Executives are keeping an eye on progress through HR software, trying to address low turnover rates among the least performing staff. Interestingly, fewer than 5% of Lloyds employees leave each year, a significant drop from the historical average of 15%.

As Nunn enters the final year of a five-year strategic plan, the company’s goals include diversifying revenue, increasing the number of customers using digital and mobile banking, and enhancing its extensive business operations.

A spokesperson for Lloyds commented on the potential job cuts, framing this move as part of an initiative to “embed a high-performance culture within the organization.” They emphasized the desire to create skilled teams that can work effectively to meet customer needs and adapt to industry standards.

“We realize that change isn’t easy,” the spokesperson added, “but we are looking forward to the opportunities ahead as we pursue growth and aim to deliver an exceptional customer experience.”

Ged Nichols, the general secretary of the union representing Lloyds employees, noted that the union had not been informed about the management’s ongoing practice of ranking staff performance.

He mentioned, “This year, our focus is on Lloyds’ performance by implementing structured support for individuals not meeting their goals. We aim to assist union members during this process to help them retain their positions.”

Nichols further stated, “We encourage Lloyds to assure employees that we will uphold the integrity of the current performance management procedure, including support from trade unions.”

Lloyds, which also encompasses the Halifax and Bank of Scotland brands, has a history of job cuts, potentially increasing as part of Nunn’s strategic changes.

Earlier this year, the bank announced plans to cut 1,600 roles from its branch network while also stating it would reduce 3,000 positions from its broader operations, notably affecting middle management.
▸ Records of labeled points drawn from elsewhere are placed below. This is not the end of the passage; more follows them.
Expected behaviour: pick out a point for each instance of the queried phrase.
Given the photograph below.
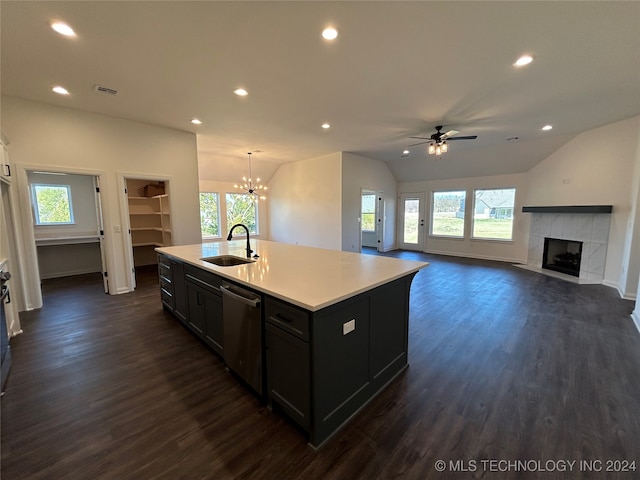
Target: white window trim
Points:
(490, 239)
(213, 237)
(431, 216)
(36, 212)
(255, 212)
They asserted that new roles would be created, aiming for a net increase in workforce alongside a shift to digital banking and asset management.

Additionally, Lloyds began allowing branches to serve customers without regard to which bank holds their accounts, a move leading to worries about branch closures and job losses. There’s speculation about hiring hundreds of IT engineers in India while simultaneously reducing positions in the UK.

Nunn will also need to prepare for potential multi-billion-pound compensation costs related to the Auto Finance Commission scandal, which involved overcharging drivers through fee agreements between lenders and car dealers until 2007.

Interestingly, Lloyds shares saw a nearly 1% increase on Thursday following news of the management changes.